Unpacking Averages: Using Natural Language Processing to Extract Quality Information from MDRs
Over the spring and summer, I did a series of posts on extracting quality information from FDA enforcement initiatives like warning letters, recalls, and inspections. But obviously FDA enforcement actions are not the only potential sources of quality data that FDA maintains. FDA has what is now a massive data set on Medical Device Reports (or “MDRs”) that can be mined for quality data. Medical device companies can, in effect, learn from the experiences of their competitors about what types of things can go wrong with medical devices.

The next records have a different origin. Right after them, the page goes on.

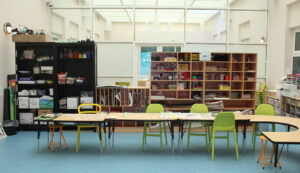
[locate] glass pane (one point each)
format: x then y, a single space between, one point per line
261 55
159 25
113 25
145 3
113 3
70 3
249 4
297 41
145 63
206 26
247 26
205 48
170 3
148 49
206 4
71 24
168 49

The problem, of course, is that the interesting data in MDRs is in what a data scientist would call unstructured data, in this case English language text describing a product problem, where the information or insights cannot be easily extracted given the sheer volume of the reports. In calendar year 2021, for example, FDA received almost 2 million MDRs. It just isn’t feasible for a human to read all of them.

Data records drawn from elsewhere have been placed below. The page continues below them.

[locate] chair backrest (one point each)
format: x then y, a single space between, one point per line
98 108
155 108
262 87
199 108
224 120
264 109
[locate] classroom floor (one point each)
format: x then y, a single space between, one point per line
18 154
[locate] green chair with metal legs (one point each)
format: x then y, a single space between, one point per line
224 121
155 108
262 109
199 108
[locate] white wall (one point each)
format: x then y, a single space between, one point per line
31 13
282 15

That’s where a form of machine learning, natural language processing, or more specifically topic modeling, comes in. I used topic modeling last November for a post about major trends over the course of a decade in MDRs. Now I want to show how the same topic modeling can be used to find more specific experiences with specific types of medical devices to inform quality improvement.

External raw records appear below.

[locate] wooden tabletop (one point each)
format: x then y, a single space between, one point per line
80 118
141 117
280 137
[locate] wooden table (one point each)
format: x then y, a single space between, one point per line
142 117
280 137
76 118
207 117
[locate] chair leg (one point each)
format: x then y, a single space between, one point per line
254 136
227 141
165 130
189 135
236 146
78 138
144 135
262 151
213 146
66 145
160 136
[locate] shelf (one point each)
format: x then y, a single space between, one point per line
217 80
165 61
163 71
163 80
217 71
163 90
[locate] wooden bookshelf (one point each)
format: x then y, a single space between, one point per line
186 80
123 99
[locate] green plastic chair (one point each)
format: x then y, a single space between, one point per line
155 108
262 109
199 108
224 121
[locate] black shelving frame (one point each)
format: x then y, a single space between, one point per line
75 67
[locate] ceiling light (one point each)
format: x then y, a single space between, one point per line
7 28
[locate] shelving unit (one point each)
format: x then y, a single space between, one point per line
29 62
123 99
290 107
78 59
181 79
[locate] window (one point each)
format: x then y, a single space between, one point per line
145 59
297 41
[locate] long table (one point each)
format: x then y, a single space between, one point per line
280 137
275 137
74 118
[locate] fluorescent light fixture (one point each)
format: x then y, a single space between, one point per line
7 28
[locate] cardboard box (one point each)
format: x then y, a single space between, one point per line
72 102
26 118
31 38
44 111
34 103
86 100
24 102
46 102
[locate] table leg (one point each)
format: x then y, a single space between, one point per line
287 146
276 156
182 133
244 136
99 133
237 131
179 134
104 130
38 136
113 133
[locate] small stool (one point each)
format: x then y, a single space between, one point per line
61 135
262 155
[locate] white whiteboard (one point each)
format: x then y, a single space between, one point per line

As I explained last November, topic modeling requires the exercise of judgment to find what is relevant to the business. In this post, I once again choose to use Latent Dirichlet Allocation, a form of unsupervised learning, but this time implemented through the Python library SKLearn. In unsupervised learning, a data scientist needs to make some decisions about what information to include and what to exclude from the database to find the most meaningful topics.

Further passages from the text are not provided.